Analytics has received a lot of attention, especially in recent years as the volume of data that businesses can gather, store, and access continues to grow. You probably use “big data” to analyze a lot of things related to your business operations and forward logistics with a goal of improving operations, cutting costs, and reducing waste. When it comes to your reverse logistics process, analytics is just as important, and failing to use analytics can put you at a big disadvantage—either because it could cost you customers or because it could cost you money.
Don’t Let Reverse Logistics Analytics Be an Afterthought
After someone makes a purchase in a retail store, about 5 to 10 percent of those items get returned, but when you move to online sales, anywhere from 15 to 40 percent of all purchases are sent back.

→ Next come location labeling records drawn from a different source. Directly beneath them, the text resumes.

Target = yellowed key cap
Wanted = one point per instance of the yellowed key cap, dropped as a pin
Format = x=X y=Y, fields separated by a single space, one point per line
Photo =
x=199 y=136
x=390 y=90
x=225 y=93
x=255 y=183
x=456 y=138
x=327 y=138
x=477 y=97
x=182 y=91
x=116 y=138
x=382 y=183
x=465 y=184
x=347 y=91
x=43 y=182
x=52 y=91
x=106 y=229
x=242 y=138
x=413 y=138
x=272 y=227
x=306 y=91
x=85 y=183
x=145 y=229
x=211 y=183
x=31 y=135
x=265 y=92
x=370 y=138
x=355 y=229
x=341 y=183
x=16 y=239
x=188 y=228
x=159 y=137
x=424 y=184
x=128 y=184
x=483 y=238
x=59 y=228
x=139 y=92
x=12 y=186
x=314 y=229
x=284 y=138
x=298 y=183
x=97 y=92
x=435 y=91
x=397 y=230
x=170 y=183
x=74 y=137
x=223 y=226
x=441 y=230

Major retailers and online giants like Amazon often provide free shipping, which provides an added incentive for customers to return items. This also has a financial benefit to the company, since people are far more likely to make a purchase if they think they can return it easily (especially if that return is free), and they are more likely to make repeat purchases from a retailer that has a simple returns process.
Unfortunately all those returns can add up to a big bottom-line expense if your company is not handling them well. For many online retailers, the whole process of reverse logistics—from customer initiation to return shipping, warehousing, repair or restocking, and disposal—is less of a well-oiled machine and more of an afterthought. That often leaves companies with returns processes that are not optimized, and end up costing a lot more than they should.

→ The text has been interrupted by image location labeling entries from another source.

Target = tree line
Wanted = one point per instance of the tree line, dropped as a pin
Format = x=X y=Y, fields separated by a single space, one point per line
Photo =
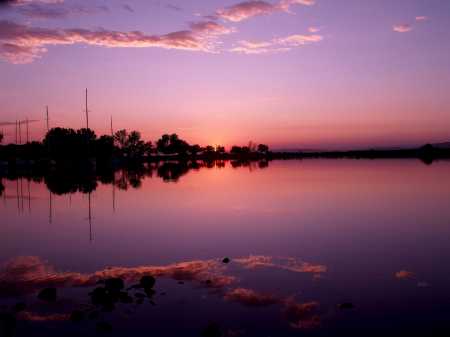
x=67 y=143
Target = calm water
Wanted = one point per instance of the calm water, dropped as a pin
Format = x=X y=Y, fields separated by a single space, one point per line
x=303 y=237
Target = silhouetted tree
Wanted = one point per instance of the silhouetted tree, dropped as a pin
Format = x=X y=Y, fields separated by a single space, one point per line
x=130 y=144
x=104 y=147
x=236 y=150
x=209 y=150
x=70 y=144
x=263 y=148
x=245 y=150
x=195 y=149
x=172 y=144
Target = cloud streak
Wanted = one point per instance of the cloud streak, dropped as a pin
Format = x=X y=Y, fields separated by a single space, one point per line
x=57 y=10
x=248 y=9
x=23 y=44
x=276 y=45
x=402 y=28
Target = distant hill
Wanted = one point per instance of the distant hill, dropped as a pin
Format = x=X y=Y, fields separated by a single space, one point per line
x=445 y=145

Using Analytics to Bridge the Cost Gaps
While returns are inevitable in any retail business, they do not have to be a significant drag on your bottom line. The key to reducing your costs is to have a better understanding of what is happening within your reverse logistics process, the using the data to optimize your operations and limit returns.

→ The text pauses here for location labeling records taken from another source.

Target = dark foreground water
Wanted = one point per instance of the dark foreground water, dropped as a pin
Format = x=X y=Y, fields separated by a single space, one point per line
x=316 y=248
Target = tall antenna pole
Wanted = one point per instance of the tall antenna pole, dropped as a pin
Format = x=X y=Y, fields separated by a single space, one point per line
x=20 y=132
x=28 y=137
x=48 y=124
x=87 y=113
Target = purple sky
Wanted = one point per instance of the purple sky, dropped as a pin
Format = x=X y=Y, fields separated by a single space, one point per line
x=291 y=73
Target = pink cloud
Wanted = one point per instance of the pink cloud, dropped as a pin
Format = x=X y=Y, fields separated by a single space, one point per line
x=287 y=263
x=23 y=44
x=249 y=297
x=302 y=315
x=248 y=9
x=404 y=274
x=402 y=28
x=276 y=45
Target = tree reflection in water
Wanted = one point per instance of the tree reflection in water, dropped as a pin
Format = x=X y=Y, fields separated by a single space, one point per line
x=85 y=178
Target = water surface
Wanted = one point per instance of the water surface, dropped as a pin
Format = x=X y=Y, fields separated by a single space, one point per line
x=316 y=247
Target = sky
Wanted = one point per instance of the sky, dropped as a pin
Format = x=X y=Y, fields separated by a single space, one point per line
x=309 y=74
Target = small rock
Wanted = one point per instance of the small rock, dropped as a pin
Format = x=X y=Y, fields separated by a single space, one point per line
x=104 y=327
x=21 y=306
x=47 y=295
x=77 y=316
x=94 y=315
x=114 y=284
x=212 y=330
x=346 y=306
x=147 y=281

Identifying items that are more likely be returned, and the reason for the return, allows you to make adjustments in your sales and forward logistics process that can limit returns. For example, creating more accurate size charts for an item that is frequently returned for being too small, or switching manufacturers or suppliers for items that are returned with complaints of defects.
Fraudulent returns cost companies a lot of money, but having a reverse logistics software program that tracks sales and returns can quickly help you verify the validity of a return. You can also use your analytics to track the frequency of fraudulent return requests to spot patterns and help you go after serial offenders.